U.S. Treasury Secretary Steven Mnuchin on Saturday said that the Trump administration supports extending enhanced unemployment benefits until the end of the year in the next round of coronavirus aid, albeit at a reduced level.
The administration and the U.S. Congress have been trying to strike a deal on the next aid package as enhanced unemployment benefits of $600 a week that Congress approved earlier in the pandemic expire on July 31.
Mnuchin said he had spoken on Friday with top Democrat in Congress, House Speaker Nancy Pelosi, who has said she does not want a short-term extension of unemployment insurance.
“We don’t want a short-term extension either, we want something till the end of the year,” said Mnuchin, who was in the Capitol on Saturday with White House Chief of Staff Mark Meadows to meet with staff of Senate Majority Leader Mitch McConnell on finishing up details of the package.

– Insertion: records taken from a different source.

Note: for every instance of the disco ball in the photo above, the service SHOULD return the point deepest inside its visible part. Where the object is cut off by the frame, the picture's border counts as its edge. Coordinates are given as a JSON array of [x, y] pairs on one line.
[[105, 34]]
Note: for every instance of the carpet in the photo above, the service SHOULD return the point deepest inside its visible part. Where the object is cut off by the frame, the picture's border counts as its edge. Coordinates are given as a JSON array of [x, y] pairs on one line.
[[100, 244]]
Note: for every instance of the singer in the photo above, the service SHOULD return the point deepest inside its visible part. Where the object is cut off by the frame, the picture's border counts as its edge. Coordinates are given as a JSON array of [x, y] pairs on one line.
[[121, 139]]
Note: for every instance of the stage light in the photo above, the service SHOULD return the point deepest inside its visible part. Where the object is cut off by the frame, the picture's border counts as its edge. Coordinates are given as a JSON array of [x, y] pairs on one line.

Mnuchin said last week Republicans were looking at an extension of unemployment benefits that replace 70% of wages, an idea he repeated on Saturday. “We want to make sure that there’s a technical correction, so that people don’t get paid more money to stay home than to work,” he said.
Mnuchin said he expected initial language of the legislation to emerge on Monday.
Meadows suggested that a deal on a standalone bill on unemployment benefits could be reached before the July 31 deadline, leaving time on other issues to help Americans deal with the economic slowdown from the pandemic.